Monday, June 12, 2006

Walking and Praying


Stephen Hawthorne describes "prayer-walking" as "praying on-site with insight." The idea is that rather than praying for ministries in particular areas at a distance, you walk through the area, keeping your eyes and ears open and your heart attentive to God. You pray for those you see as you pass through, observing the needs that become evident. You listen to the Spirit of God as you walk, and you converse with God and your prayer-walking partners as you go.

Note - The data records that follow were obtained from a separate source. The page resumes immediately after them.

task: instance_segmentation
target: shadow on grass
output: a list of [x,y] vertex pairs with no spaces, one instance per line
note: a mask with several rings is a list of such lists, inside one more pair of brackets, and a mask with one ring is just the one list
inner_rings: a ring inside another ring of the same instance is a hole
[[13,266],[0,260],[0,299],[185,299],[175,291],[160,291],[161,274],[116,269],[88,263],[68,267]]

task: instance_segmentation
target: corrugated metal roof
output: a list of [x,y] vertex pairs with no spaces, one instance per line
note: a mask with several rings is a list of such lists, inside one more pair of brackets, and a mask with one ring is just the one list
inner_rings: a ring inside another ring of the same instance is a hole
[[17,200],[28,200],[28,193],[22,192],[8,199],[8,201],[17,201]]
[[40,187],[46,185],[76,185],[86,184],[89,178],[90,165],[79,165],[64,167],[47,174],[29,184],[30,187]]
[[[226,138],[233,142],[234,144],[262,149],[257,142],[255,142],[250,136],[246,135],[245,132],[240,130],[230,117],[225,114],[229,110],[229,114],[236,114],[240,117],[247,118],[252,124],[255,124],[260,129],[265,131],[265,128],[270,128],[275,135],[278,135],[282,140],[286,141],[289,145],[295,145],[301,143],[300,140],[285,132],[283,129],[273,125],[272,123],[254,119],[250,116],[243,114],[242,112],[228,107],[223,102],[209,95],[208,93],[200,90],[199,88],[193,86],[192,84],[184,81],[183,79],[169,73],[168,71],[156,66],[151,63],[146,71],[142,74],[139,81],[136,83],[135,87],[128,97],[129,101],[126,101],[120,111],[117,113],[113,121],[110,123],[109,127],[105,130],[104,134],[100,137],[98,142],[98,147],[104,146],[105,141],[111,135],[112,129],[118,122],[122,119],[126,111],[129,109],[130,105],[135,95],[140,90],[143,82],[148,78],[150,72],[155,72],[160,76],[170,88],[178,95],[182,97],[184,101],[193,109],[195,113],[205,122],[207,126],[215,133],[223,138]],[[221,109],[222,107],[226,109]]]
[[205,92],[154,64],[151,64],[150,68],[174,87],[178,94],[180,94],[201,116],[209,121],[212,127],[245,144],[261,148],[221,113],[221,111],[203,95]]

As we prepared to come to Africa, we knew that prayer-walking would be one of our activities here. We read Stephen Hawthorne’s book on the subject and talked about it. Andrea Stephens prepared a study guide for us on the subject. And we put our learning into practice. Some of the team met at Emerald Pointe on a Monday evening and "prayer-walked" the apartment complex. Some of us met on a Wednesday morning and prayer-walked the neighborhood around Whitcomb Elementary School.

So far we have had three opportunities to do prayer-walking in Mbarara. The first was done last Wednesday. A group walked from the edge of the city to the Bishop Stuart University, an Anglican school where Spencer Essenpries (an IMB Journeyman) is developing a ministry to students. This is the path walked by these students daily.

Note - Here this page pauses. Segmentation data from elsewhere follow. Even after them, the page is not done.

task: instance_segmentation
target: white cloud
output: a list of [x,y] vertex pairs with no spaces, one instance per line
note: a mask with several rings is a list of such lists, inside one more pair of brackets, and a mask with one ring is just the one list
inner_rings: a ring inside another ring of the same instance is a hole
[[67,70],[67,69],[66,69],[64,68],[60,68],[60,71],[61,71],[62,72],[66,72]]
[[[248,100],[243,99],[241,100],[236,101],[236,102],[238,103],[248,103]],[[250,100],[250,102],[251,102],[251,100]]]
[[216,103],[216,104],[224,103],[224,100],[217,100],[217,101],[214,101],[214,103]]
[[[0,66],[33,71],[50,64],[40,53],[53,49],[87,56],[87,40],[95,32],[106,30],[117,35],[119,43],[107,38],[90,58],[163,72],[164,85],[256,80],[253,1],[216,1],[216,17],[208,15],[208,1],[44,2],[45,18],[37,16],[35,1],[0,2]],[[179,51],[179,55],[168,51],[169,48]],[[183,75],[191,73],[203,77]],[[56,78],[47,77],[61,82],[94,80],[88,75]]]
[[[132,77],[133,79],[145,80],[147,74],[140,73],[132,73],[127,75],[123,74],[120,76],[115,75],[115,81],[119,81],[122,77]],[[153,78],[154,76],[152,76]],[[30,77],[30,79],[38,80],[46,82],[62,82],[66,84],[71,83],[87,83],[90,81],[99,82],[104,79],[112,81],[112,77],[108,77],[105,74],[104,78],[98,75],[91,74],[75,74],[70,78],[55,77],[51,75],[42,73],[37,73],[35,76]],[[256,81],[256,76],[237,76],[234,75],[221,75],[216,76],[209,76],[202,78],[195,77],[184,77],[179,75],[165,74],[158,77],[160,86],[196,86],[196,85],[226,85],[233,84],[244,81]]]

On Friday a team did prayer-walking on the campus of the hospital where Dr. Larry Pepper works. They prayed in the new AIDS clinic that will open in a couple of months. This clinic has been build largely by funds coming from your tax dollars (more on this later).

This morning I was free to participate in one of the walks. Three groups of us walked down the hill from University Baptist Church and into the village of Kashanyarazi. Jenna and I walked with Aloysius, who preaches in the Runyankore service at UBC.

The village is made up of brick buildings covered in plaster or cement with tin roofs, each about 15’ x 60’. Some were slightly shorter. Each building was divided into apartments about 8’ x 8’. Some had wooden doors that could be locked. Some had only a sheet hung in the doorway. In the "courtyards" separating the buildings from each other there hung colorful garments drying in the warm morning sun. Outside the doorways sat women peeling matoke or washing clothes in red plastic basins. Small charcoal stoves boiled water for cooking red beans. Children ran and played, in various stages of dress, pointing at the bazungu (plural of mzungu, white person).

Aloyisius knows many of the people in the village and does not meet a stranger. We approached people and simply asked if we could pray for them. One woman went into her room and came out with a bench for us to sit on while we listened to her story and prayed. At another home, the woman brought out a red, white, and blue mat for us. We were invited into four other homes, where our hostess offered us the best seat in the room. We stopped where a group of men were gathered. One lay on his back in the sun on a straw mat. Another worked hard repairing old shoes to resell. Another fellow was removing dried red beans from their hulls.

We heard the same heartbreaking accounts from one after another. No job. A job that doesn’t pay enough to make the rent payments on the 8’ square room. Abusive husbands. Husbands with more than one wife. No money for the school fees for the children. HIV infections. Pregnancy and HIV. Had we visited every single dwelling, I sensed we would have heard the same stories repeated often. The sad eyes and downcast faces told the story of life in this Ugandan village.

The tragedy of poverty is not just a financial matter. No money means not enough food. It means no money for education for children. It means no money for healthcare. It means parents who do not have time to give to their children. It means dealing with survival issues day after day. It means being stuck generation after generation in the same hole.

At the top of the hill stands University Baptist Church. A few hundred yards below is life being lived at its rawest. I prayed as we ascended the hill to return to the church, asking that God would make that church a source of life, like Ezekiel’s vision in which the life-giving river flowed from the Jerusalem Temple into the desert, changing everything in its path.

I thought about University Baptist Church back home. I thought about the physical, emotional, and spiritual needs of people who live only a short distance from the place where we gather to worship – the families at Emerald Pointe, or the Pakistani and Afghan families living in apartments in the Whitcomb district. I prayed that we, too, like UBC Mbarara, would be a source of life from Jesus Christ, flowing from us to the valley below. I remembered what Jesus said: "A city set on a hill cannot be hidden."